Most of the Brunner-Lay plans more or less waned or came to nought, except for the D&H Plaza and one or two others. As for the plan for a city Pine Bush preserve, it not only waned but largely disintegrated. The core of this preserve was Rensselaer Lake, also known as the 6 Mile Waterworks, combined with waterworks land to the east, west and north of it. In 1850 the City of Albany purchased from the Patroon of Rensselaerwyck part of the Manor preserve that had been reserved in 1800 to protect the flow of the mill stream, now known as Patroon Creek. The city then built a dam across Patroon Creek where about four other streams joined it and thus created a reservoir for Albany’s water supply. The city also made other purchases extending all the way out to the Schenectady Turnpike (now Central Avenue.) These added holdings were for protecting incoming streams, springs, marshes and forest cover in order to benefit the quality and volume renewal of the reservoir.

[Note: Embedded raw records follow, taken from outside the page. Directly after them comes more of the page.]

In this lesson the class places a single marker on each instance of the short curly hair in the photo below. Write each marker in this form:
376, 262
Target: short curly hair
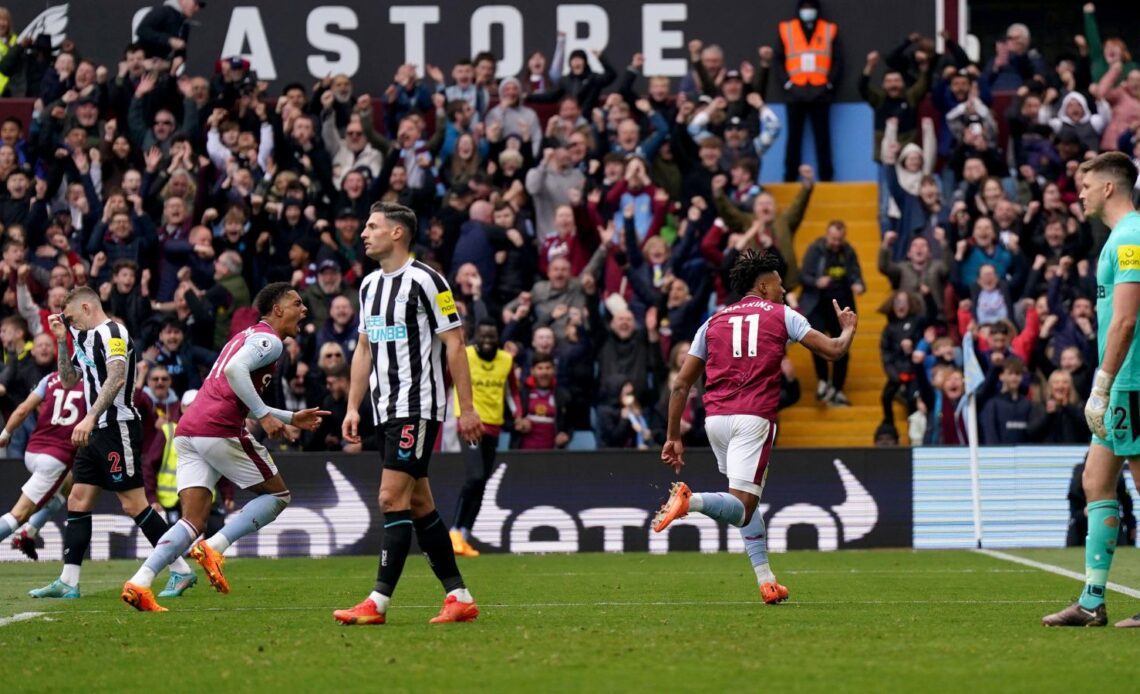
750, 266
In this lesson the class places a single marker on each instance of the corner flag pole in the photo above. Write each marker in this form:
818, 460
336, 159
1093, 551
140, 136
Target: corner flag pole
971, 433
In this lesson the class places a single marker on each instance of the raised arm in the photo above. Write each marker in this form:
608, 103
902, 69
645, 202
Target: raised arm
67, 374
832, 348
358, 383
471, 429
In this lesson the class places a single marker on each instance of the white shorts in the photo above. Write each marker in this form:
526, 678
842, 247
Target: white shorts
742, 445
202, 460
47, 478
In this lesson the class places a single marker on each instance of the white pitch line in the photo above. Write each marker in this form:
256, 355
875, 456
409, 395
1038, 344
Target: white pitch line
18, 618
1052, 569
276, 579
587, 604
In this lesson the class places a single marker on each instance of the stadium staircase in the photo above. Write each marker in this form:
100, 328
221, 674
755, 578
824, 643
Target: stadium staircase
809, 423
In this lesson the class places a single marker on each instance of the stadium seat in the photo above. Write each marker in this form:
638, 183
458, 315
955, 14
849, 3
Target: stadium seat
583, 441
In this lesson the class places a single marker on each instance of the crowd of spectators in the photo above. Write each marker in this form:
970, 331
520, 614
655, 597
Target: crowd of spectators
592, 211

By 1914 most of the Waterworks holdings were still intact, but the reservoir, like the Tivoli Reservoir, was maintained only for emergency backup use. Both places were slated to be public parks and both were later used to site city dumps. Both are also located along Patroon Creek, formerly called Vyvde, or Fifth, Kill. Rensselaer Lake and the area immediately around it, was actually made into a fairly nice city park eventually. It has been added to the Pine Bush Preserve and a small strip across Rapp Road was purchased in the 1980s (probably not at 1914 prices, though.) The rest of the 1914 Pine Bush preserve, however, gradually disintegrated in the following sequence keyed to 1993 Map on the next page:

  1. In 1955, the city sold a parcel east of Fuller Road to the Mohawk Brush Company for constructing a brush factory and the proposed preserve space was destroyed as well as a stretch of the Mohawk and Hudson Railroad embankment. The following objections and views of an old friend of mine, Tom Flannery, are worth quoting. They were reported by columnist Tip Roseberry in the Albany Times Union, at the time. “Since taking occupancy, the new owner has decimated by bulldozer, chain saw and torch a magnificent wooded area which rightfully should have been continued as a picnic and recreational ground . . .The DeWitt Clinton passed there on the Empire State’s first railroad. . .Let’s save the Pine Bush from extinction while we have it intact. The Thruway has already stepped in and cut a prodigious swath through the heart of the Pine Bush. Is that not enough? Let’s leave the territory an unspoiled frontier of adventure right in Albany’s own backyard.” As far as I know, Tom Flannery was the first since Brunner and Lay to propose a real Pine Bush preserve. Unfortunately, Tom Flannery was a voice crying in the wilderness of anti-progressive conservatism.
  2. In 1967, the city sold it’s waterworks property on the south side of Central Avenue in Colonie to developers for the Northway Mall. A beautiful part of the Pine Bush was destroyed and the city did another disservice to itself and its citizens by contributing to sprawl and diminishing downtown Albany.
  3. 1969 The City sites its dump on more waterworks land.
  4. 1970s? The City uses land proposed for preserve for addition in the original preserve plan for a dump shredding plant.
  5. The City sells various parcels between the Thruway and Washington Avenue Extension for construction purposes.
  6. 1989 The City extends the dump into more land proposed for preserve addition in the original preserve plan.
  7. 1995 The City sells what is left of its waterworks land east of Fuller Road to the Gullo Company to build a strip mall right up against the Mohawk & Hudson Railroad embankment.
  8. 1998 The City approves an office development on land once intended for inclusion in the original Pine Bush preserve.

 

Does the City of Albany owe to nature and the public in this area? You tell me!